As the volume of IoT devices and systems grows, the need for robust security at both the API layer and the device layer becomes increasingly important. Security concerns fall into several layers within our services:
All data source information that is collected and stored by MachineShop must first be authenticated. Within our system, a specific account must create this data source and associate it with a specific data source type. This allows our system to quickly determine whether this is an authorized data source. Unauthorized data sources are quickly discarded by our ingestion services and flagged to our automated support systems to help identify specific security issues.
The micro services associated with the translator for this device can also provide additional layers of security if they are supported by either the transport or protocol layers of the communication stack. MachineShop can provision specific white label IP addresses, VPN tunnels, or other firewalls, as needed, to insure integrity of the data source reporting. If the data source has the capability for encrypting the reports, our services also can support that option.

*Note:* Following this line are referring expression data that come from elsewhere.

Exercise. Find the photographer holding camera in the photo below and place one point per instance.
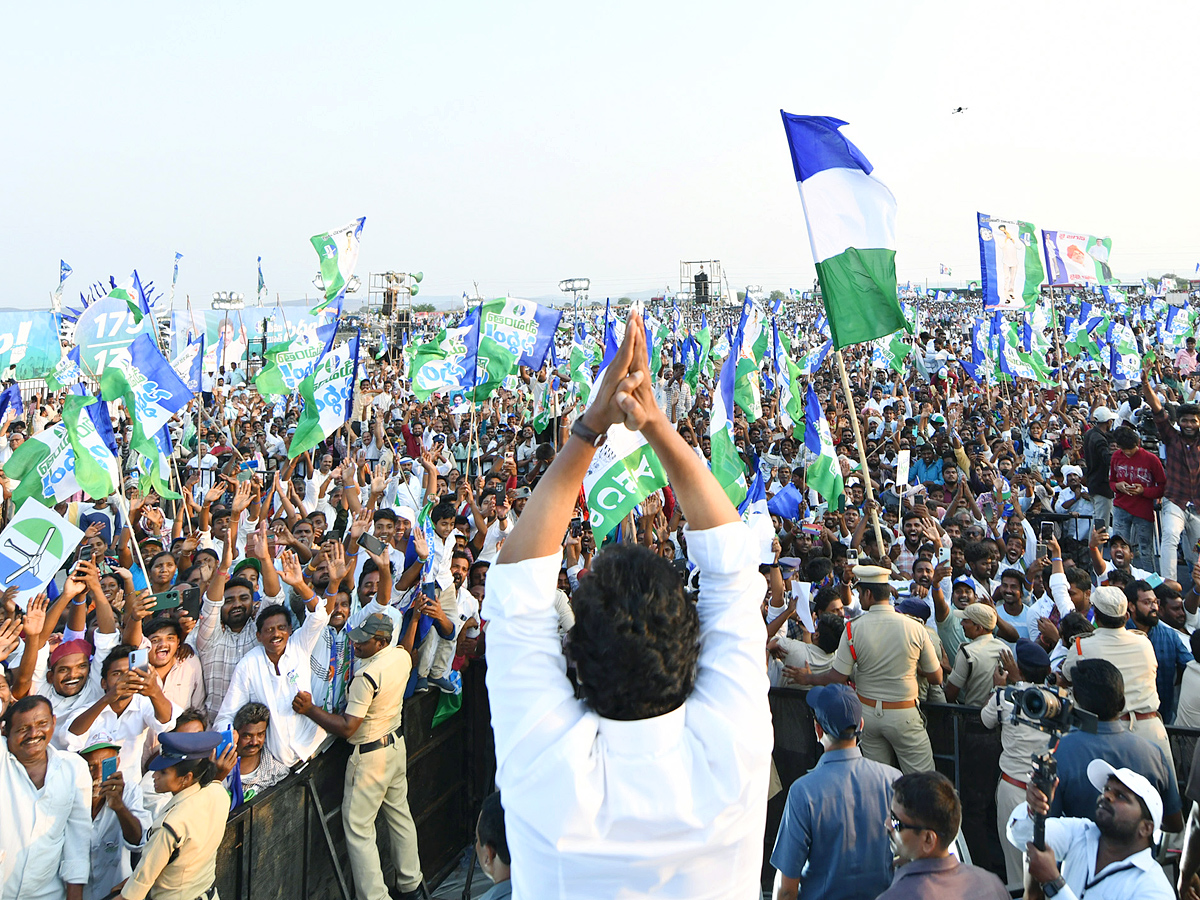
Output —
(1099, 689)
(1133, 655)
(1110, 856)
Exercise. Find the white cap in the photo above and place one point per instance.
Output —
(1099, 772)
(1110, 600)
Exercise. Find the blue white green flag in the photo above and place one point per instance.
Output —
(96, 469)
(851, 217)
(623, 473)
(328, 394)
(150, 388)
(825, 474)
(726, 465)
(339, 253)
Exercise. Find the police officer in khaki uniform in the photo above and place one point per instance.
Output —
(377, 772)
(1133, 654)
(180, 856)
(885, 652)
(971, 679)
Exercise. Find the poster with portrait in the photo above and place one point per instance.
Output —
(1077, 259)
(1009, 263)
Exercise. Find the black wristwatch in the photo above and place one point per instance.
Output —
(585, 433)
(1051, 888)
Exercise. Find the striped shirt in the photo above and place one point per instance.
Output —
(220, 651)
(1182, 463)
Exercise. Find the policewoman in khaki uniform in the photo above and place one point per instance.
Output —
(882, 652)
(180, 856)
(377, 772)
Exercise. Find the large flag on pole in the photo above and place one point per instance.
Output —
(623, 473)
(64, 271)
(45, 467)
(851, 217)
(150, 388)
(787, 375)
(825, 474)
(339, 252)
(189, 363)
(726, 465)
(289, 363)
(328, 394)
(95, 465)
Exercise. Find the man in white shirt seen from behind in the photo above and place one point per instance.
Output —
(654, 781)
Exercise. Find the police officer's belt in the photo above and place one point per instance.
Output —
(385, 741)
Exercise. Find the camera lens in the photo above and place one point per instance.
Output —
(1038, 703)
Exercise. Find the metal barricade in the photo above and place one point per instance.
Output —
(289, 843)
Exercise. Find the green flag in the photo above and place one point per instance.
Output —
(96, 468)
(45, 467)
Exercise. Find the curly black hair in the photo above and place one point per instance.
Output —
(636, 637)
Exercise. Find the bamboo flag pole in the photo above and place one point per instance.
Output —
(120, 492)
(862, 454)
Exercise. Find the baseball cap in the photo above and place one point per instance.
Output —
(1030, 654)
(981, 615)
(1099, 772)
(873, 574)
(918, 609)
(837, 708)
(251, 563)
(375, 625)
(100, 745)
(1110, 600)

MachineShop operates as a collection of specific services designed for the developer of IoT applications all exposed as RESTful API’s. Each API call must be authenticated with a specific token associated with a valid user. When the account is created, authorization for each API within MachineShop can be assigned to the user token. The authorization extends throughout all our API’s and down to the verb level (GET/PUT/DELETE/POST).
Authorization tokens can be assigned to a user (or application) in many modes. Tokens can be assigned that are non-expiring or expiring. Various services are available to manage the tokens for regeneration as needed.
MachineShop also supports both OAUTH and OUATH2 security. API’s are available to manage security tokens, including auto regeneration for tokens that are used for connecting to third party services. Other interfaces are also available to connect to various enterprise domain authentication servers.
MachineShop allows the proxy of third party services which can also require authorization. In order to make it easier for the application developer to integrate with those sites a set of API’s are available to manage interfaces to those systems, especially those using OAUTH2 style authentications.
API’s provided by MachineShop can be used within your application to automatically handle the OAUTH2 process with leading third-parties like facebook, salesforce, evernote, etc. Included are methods for callbacks to the specific vendors, handling of variations between vendors, and token storage.
A special API is also provided to allow the storing of specific vendor authorization keys in an encrypted keychain. This allows developers to reference the key by a simple substitution in the API call similar to [~googlekey]. In this way keys can be managed by your system administrators and changed as needed without affecting any application code.